6. The heat exchanger tubular part according to claim 1 or 2, characterized in that each 6) has an inclination of approximately 30 degrees with respect to the axis of the tubular part (10). 4. It has one curved part (28) joining the small end face (20) of the tube (12) and the small end face (24) of the end body (14) and the other of the tube (12). Small end face (2
0) and the other small end face (24) of the end body (14) has at least one common busbar (G). Tubular part. 5. The curved portion (28) of the joint slope portion (16).
Is approximately in the shape of a part of a torus, the diameter of which is approximately equal to the width of the cross section (S1) of the tubular body (12) of the tubular portion (10). The tubular section for a heat exchanger according to any one of claims. 6. A bend (28) in the form of a part of a torus is provided with one small end face (20) of the tube (12).
And a second end portion (32) obliquely joined to the small end surface (24) of the end body (14). The tubular part for a heat exchanger according to claim 5. 7. The curved portion (28) has a small end surface of the end body (14) at a height such that the cross section (S1) of the tubular body (12) has the same shape as the cross section (S2) of the end body (14). The tubular part for a heat exchanger according to claim 6, which is joined to (24). 8. The apparatus for molding a tubular part for a heat exchanger according to claim 1, comprising the following: 1) The inner shape is a region of the small end face (20) of the tubular body (12), and the tubular body (12) and the end body (1) are
A first jaw (62) having an inner sinus (64) that is the same shape as the outer half of 4). 2) The inner shape is the same as the other half of the outer shape of the tubular body (12) and the end body (14) in one region of the other small end surface (20) of the tubular body (12). A second jaw (66) having an inner cavity (68) which is 3) A pressing tool (84) which is held between the first jaw (62) and the second jaw (66) when the first jaw (62) and the second jaw (66) are united, and which can be taken out straight from the tubular portion (10) in the axial direction. 9. At least one of the two jaws is joined with a continuous part (76), which serves to form the end body (14), for forming the curved part (28) of the tubular part (10). 9. The apparatus for forming a tubular part for a heat exchanger according to claim 8, further comprising a steep step (82) between the sloped part (16) and a continuous part (78) useful for forming. 10. The apparatus for forming a tubular portion for a heat exchanger according to claim 8 or 9, further comprising the following means. 1) In order to join the tubular parts (10) without deformation, in the direction (D) orthogonal to the axis of the tubular parts (10), first
A first movement that brings the jaws (62) and the second jaws (66) closer together. 2) A second movement in which the first jaw (62) and the second jaw (66) are moved closer to each other in the orthogonal direction (D) to start the deformation of the end body (14) of the tubular portion (10). 3) A partially deformed end body (1) of the tubular portion (10) held between the first jaw (62) and the second jaw (66).

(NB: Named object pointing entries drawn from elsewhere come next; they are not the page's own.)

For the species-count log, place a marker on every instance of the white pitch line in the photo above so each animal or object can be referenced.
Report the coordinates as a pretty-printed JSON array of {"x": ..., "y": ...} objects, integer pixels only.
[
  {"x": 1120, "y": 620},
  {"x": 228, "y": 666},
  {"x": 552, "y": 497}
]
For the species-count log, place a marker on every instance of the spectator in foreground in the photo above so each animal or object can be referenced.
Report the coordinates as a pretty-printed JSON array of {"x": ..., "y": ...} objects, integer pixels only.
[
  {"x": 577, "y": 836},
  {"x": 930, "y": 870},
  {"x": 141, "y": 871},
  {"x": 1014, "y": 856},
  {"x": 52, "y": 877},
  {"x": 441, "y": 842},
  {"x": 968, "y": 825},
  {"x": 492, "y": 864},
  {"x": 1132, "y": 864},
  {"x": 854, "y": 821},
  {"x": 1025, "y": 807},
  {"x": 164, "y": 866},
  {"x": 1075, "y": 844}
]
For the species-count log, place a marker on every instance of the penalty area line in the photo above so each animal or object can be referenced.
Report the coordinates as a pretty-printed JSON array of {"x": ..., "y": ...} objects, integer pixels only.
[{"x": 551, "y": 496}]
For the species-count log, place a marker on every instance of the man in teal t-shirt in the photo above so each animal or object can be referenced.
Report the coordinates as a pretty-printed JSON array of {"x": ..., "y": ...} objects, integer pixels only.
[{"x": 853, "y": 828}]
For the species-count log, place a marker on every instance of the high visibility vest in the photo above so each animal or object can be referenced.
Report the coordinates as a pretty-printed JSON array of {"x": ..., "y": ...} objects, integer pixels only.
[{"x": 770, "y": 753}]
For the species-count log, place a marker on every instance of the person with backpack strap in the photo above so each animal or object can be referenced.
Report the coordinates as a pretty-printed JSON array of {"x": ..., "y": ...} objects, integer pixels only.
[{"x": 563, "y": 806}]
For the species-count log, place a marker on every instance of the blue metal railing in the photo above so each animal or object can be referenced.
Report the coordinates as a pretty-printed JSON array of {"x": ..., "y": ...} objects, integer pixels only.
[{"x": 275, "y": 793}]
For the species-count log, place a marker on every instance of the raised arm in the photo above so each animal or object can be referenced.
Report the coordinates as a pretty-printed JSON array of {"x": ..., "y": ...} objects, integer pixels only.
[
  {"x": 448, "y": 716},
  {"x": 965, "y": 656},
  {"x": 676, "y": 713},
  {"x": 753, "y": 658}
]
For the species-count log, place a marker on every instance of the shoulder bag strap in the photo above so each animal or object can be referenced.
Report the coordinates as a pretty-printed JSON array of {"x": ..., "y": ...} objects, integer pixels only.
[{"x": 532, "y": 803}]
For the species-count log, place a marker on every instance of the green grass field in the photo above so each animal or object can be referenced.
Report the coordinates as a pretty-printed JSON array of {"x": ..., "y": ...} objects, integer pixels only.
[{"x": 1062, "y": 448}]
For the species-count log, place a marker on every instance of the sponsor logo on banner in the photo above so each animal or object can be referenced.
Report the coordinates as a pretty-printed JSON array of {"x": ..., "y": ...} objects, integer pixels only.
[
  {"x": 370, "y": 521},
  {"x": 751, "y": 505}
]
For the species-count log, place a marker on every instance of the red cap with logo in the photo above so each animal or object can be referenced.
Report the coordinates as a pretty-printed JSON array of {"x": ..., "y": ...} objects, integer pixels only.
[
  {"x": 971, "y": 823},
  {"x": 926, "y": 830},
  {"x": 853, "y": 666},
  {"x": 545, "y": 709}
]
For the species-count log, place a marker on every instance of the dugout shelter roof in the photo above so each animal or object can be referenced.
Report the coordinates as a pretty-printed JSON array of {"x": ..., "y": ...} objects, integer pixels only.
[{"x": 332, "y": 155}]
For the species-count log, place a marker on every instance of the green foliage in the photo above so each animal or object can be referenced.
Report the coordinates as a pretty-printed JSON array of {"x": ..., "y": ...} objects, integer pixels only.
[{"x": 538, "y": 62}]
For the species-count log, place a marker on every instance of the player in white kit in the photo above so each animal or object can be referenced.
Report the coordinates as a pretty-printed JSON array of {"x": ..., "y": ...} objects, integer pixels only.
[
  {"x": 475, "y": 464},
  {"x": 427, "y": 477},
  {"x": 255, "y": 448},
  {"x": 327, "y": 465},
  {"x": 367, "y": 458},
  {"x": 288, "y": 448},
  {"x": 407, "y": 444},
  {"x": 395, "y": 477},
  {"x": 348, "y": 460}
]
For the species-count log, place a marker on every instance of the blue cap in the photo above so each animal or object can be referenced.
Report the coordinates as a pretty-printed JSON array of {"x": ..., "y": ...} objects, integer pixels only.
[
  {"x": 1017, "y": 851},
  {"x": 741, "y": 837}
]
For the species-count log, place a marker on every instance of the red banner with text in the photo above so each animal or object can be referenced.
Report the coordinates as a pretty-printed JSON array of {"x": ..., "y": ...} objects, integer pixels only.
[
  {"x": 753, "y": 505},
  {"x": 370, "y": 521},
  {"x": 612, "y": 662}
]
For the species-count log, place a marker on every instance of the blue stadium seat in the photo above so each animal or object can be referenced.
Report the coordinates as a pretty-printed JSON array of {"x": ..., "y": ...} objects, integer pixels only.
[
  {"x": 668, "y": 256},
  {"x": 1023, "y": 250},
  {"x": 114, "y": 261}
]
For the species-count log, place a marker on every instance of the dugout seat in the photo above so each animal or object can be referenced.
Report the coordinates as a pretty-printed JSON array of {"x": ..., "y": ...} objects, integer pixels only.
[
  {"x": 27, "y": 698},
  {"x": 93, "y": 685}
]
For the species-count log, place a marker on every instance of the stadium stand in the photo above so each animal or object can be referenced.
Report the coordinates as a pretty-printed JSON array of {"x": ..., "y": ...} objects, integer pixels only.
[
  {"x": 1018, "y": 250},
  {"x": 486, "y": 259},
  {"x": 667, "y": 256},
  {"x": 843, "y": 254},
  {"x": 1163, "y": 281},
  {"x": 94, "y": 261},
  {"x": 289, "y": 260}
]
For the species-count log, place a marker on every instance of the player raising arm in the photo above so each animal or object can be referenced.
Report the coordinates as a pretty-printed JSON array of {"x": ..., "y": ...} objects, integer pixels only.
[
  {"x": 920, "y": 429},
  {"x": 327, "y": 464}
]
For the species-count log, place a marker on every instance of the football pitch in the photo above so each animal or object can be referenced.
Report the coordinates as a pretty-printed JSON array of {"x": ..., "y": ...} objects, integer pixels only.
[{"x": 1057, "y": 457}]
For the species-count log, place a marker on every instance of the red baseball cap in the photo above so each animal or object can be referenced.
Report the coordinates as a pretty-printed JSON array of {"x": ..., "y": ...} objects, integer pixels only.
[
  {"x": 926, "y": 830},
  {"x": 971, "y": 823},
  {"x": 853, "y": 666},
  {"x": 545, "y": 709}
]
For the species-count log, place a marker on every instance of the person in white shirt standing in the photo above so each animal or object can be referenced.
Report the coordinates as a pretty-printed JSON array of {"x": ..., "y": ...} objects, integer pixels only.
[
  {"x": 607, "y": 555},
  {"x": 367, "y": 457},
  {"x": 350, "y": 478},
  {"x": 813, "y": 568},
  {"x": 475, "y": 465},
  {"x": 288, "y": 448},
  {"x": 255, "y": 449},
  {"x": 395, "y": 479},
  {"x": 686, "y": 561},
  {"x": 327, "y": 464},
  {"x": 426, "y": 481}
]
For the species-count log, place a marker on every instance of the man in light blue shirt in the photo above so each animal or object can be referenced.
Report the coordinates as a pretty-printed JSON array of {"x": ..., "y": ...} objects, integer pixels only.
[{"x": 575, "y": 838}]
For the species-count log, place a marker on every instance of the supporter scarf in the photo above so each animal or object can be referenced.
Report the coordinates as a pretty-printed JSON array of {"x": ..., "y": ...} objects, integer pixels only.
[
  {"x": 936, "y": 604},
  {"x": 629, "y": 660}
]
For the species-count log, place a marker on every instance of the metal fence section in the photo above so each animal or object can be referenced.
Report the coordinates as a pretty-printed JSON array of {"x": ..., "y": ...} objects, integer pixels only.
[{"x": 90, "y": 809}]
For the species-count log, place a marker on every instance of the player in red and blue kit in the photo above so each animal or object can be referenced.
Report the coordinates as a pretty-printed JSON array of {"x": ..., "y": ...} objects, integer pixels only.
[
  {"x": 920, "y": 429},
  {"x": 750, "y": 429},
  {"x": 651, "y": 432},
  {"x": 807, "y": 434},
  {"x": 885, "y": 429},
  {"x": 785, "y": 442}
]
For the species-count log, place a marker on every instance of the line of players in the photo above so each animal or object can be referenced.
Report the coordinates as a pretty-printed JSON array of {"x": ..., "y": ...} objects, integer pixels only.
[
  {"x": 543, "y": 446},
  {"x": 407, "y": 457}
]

4) Insert the pressing tool (84) in the axial direction. 4) A third movement to completely combine the first jaw (62) and the second jaw (66) in the orthogonal direction (D) while keeping the pressing tool (84) at that position. 5) Take out the pressing tool (84) from the tubular portion (10) and separate the first jaw (62) and the second jaw (66). 11. The end pieces (14) of the tubular portion (10) are
A heat exchanger comprising a large number of tubular parts for a heat exchanger according to any one of claims 1 to 7, which are inserted into the holes (44) of the header plate (42). 12. The tubular parts (10) are provided in pairs in two rows (R), and the tubular parts (10) forming a pair.
Are abutted against each other and their respective end bodies (14) are inserted into common holes (44) in the header plate (42).